Jessie delicately picks up the plate and then lifts a bite of eggs to her full, soft pink lips. She grins around the fork, and I’m mesmerized as I allow myself to watch her with new eyes. I’ve always had a filter around Jessie, a yeah-she’s-cute-but-her-heart-is-cold-as-ice lens I viewed every encounter with her through. Now, I’m seeing her without it, and there’s vulnerability, and fear, and a painful childhood. There’s humor and strength, and playfulness. Now that I’ve taken off that filter, I’m not sure I’ll ever be able to put it back on. Jessie is starting to make sense to me, and she’s only becoming more beautiful as she comes into focus.
We both finish our breakfast in silence, practically staring at each other the entire time, and it’s oddly the most comfortable I’ve been in forever.
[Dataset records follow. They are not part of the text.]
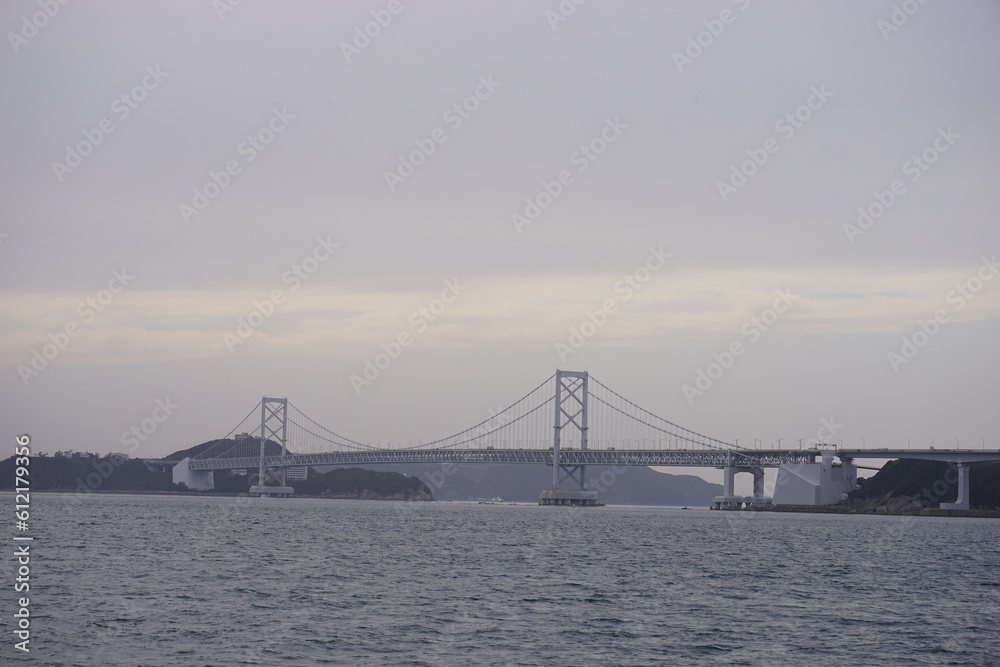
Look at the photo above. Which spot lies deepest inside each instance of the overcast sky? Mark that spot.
(737, 140)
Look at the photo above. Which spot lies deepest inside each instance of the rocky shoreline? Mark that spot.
(885, 506)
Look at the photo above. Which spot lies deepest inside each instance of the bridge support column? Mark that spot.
(571, 408)
(758, 482)
(962, 501)
(729, 499)
(273, 427)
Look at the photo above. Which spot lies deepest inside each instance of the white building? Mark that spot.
(823, 483)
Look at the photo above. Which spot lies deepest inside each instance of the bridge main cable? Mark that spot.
(491, 418)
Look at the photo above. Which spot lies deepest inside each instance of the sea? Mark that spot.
(189, 581)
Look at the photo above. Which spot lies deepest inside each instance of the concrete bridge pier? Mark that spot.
(729, 499)
(962, 501)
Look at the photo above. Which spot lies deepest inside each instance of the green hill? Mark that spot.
(89, 473)
(931, 482)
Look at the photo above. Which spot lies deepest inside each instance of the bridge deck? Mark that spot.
(603, 457)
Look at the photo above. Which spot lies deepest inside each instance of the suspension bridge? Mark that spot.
(569, 422)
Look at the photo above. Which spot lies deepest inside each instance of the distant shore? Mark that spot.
(199, 494)
(882, 511)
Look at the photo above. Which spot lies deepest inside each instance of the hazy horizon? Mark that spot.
(210, 203)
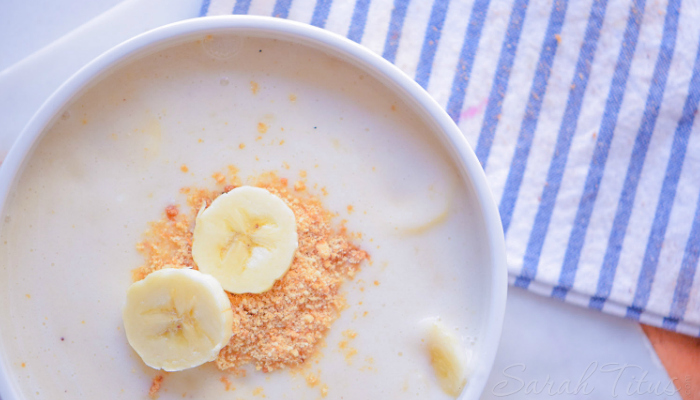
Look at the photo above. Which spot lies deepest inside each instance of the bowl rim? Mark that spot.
(354, 52)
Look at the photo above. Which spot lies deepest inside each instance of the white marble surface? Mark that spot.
(548, 349)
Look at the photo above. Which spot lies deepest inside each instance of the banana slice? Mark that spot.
(246, 239)
(177, 318)
(448, 359)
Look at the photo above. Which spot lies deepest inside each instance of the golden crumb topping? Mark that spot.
(283, 327)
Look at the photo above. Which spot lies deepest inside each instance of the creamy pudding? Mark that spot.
(120, 152)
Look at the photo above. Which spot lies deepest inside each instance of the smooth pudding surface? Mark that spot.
(115, 160)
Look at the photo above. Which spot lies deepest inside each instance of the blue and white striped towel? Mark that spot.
(583, 114)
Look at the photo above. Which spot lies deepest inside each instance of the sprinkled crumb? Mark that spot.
(227, 384)
(285, 326)
(155, 386)
(311, 380)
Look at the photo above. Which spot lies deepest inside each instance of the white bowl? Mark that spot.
(493, 286)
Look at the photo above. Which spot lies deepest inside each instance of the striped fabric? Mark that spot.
(583, 114)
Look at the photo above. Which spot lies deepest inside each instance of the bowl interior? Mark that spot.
(105, 156)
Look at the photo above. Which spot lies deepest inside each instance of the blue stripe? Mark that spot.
(634, 170)
(563, 145)
(281, 9)
(323, 7)
(391, 44)
(688, 267)
(600, 153)
(431, 40)
(241, 7)
(500, 81)
(534, 105)
(359, 19)
(466, 58)
(668, 189)
(205, 8)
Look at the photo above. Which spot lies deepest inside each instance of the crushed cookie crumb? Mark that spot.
(285, 326)
(171, 212)
(311, 380)
(155, 386)
(219, 177)
(227, 384)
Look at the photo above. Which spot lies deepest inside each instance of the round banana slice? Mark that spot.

She has to get closer to me to put her plate in the sink after she finishes her eggs. My back is leaning against the portion of counter just beside it, and I’m not going to move. Jessie comes forward slowly, one foot in front of the other like she can sense this thing humming between us and is scared to get too close. I watch her every step of the way, and she watches me. Without words to distract us, we’re each highly aware of the other.
The hairs on my arms stand on end when she sets her plate in the sink and her arm brushes against mine. She pauses beside me, both of us facing different directions, and slowly her eyes rise to mine. I hold my breath. What now? her gaze asks.
I shrug lightly and smile.
She smiles too, and it’s the prettiest thing I’ve ever seen. It’s light filtering into a desolate, damp cave. It’s the first taste of watermelon in summer. It’s a monarch butterfly landing on your finger.
And just like those things, it’s fleeting.
I’m staring at her mouth when her smile fades. She backs up, nods briefly, grabs her keys off the counter, and leaves the house. All I can do is frown at the front door and spend the rest of the day obsessing over this silent interaction. I’ll replay it a hundred and two times in my head, trying to decipher if it meant something, but the truth is, it was probably nothing. Maybe I’ll wake up later and realize it was an odd dream. Either way, I know I won’t be able to look at Jessie the same after this.